Вернулась в Тулу. Работала путевой рабочей на железной дороге и училась в вечерней школе.
— А вскоре влюбилась, причем без памяти. Познакомились мы с Николаем Кожушко в общежитии. Мне было всего 19,5 лет, молодость взяла свое. Вместе с Николаем мы встретили Новый, 1956 год… Отрезвление пришло, когда поняла, что беременна. Для меня это прозвучало как смертный приговор. Думала: как же я буду жить на чужой стороне, одна, с ребенком?! Сделала подпольный аборт: они тогда еще были не разрешены… Через день уже снимала 90-килограммовую диплорку — железнодорожную тележку — с путей перед проходящим поездом. Вскоре пришло письмо от любимого: он писал, что их направили сопровождать военные грузы на Дальний Восток, что скоро приедет. А я думала, что он меня бросил. Но радости от полученного письма уже не было. Николай меня не простил.
Потом у Дины появился собственный уголок: ей дали комнату, два на два метра. Но все чаще она стала вспоминать родной Север, свою Малую Пинежку…
— Не могла больше жить на чужбине. Душа рвалась домой, к родным, где меня ждали и любили. Во мне все больше проявлялась чудь… Вернувшись, пошла работать на узкоколейную железную дорогу в Выйский леспромхоз. Потом закончила с отличием ремесленное училище, стала поваром. Проработав две навигации на пароходах, «осела» в Лименде, на фабрике-кухне. Закончила заочное отделение Архангельского техникума советской торговли. Больше рабочего места не меняла. 27 лет проработала на фабрике-кухне, стала заместителем директора.

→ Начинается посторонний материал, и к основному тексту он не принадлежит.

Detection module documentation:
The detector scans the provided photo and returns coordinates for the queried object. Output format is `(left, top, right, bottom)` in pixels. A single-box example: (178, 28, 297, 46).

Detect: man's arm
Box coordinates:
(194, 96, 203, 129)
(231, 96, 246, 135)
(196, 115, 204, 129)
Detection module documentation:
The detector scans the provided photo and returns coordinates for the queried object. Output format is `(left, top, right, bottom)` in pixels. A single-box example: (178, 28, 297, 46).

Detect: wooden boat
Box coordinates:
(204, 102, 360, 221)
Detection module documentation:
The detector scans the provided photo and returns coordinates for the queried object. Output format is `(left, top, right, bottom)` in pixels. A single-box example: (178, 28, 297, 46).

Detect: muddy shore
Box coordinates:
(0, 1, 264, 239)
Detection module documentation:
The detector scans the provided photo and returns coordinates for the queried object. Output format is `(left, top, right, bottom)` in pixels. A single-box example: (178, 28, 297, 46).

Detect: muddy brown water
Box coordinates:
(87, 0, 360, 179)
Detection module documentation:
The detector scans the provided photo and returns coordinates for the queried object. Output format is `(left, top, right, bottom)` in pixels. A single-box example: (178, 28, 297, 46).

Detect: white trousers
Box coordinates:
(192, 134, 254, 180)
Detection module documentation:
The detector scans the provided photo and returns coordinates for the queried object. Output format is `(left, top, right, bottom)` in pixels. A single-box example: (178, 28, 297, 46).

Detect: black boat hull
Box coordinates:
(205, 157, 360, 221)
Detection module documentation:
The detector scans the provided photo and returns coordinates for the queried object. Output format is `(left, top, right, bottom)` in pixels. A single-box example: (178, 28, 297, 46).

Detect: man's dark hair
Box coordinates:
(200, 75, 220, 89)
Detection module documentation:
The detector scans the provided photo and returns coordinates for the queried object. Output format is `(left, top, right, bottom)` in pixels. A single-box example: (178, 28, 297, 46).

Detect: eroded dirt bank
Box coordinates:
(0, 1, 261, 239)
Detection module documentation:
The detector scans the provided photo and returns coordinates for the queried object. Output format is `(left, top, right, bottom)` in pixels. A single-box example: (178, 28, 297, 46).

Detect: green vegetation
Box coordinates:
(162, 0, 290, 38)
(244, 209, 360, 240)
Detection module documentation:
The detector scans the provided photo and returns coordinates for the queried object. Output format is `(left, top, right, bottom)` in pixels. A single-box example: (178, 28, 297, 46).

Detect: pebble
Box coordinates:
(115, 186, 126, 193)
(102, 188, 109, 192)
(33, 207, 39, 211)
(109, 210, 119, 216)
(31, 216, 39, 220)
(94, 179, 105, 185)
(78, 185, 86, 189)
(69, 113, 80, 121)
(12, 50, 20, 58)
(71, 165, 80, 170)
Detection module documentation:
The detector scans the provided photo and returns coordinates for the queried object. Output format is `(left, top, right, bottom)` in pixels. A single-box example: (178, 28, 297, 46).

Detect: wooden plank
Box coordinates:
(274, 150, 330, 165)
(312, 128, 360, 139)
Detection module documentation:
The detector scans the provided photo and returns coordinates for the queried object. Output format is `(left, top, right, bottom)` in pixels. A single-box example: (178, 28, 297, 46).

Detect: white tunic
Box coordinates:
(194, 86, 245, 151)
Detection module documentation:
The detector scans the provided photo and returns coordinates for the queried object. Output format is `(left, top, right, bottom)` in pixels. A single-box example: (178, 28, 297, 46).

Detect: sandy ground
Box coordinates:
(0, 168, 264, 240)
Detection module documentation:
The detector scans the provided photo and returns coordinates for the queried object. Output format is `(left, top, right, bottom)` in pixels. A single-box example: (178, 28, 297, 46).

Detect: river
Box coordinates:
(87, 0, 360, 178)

Получив в молодости два удара под дых, десять лет Дина Александровна жила одна.
— Не могла никого видеть, не то что связывать с кем-то свою жизнь. Однажды на одной неделе мне сделали сразу три предложения. Я этих парней знала, но не думала, что они влюблены. И опять выбрала не того. Жизнь показала, что я ошиблась — уже в который раз. Но муж не рукавица — не сбросишь с руки… Он постоянно уходил в плавание — так и прожили двадцать с лишним лет.
А выйдя на пенсию в 1990 году, Дина Александровна взялась за перо. Из-под ее руки вышло более десяти документальных и автобиографических книг.
— Жизнь прожита не зря. Пусть по глупости, по детской трусости лишила себя счастья материнства, но, считаю, Господь простил меня и дал возможность оставить след на земле.
Много лет назад Дина Кокорина начала записывать все, что могли ей поведать земляки, в том числе и о далеких предках, о народе, что жил на Пинеге до прихода славян.
Ясно, что сказочный народ чудь не исчез, не канул бесследно в века. Когда в 2002 году проходила Всероссийская перепись населения, чудь снова включили в списки. В перечне языков и национальностей РФ она записана под номером 351.
Когда к Дине Кокориной пришли переписчики, в графе национальность она с уверенностью указала: чудь. Еще немало представителей древнего народа живет в Верхнетоемском районе, куда при разливе рек можно добраться только бродом, по старинным тропам через Пинегу.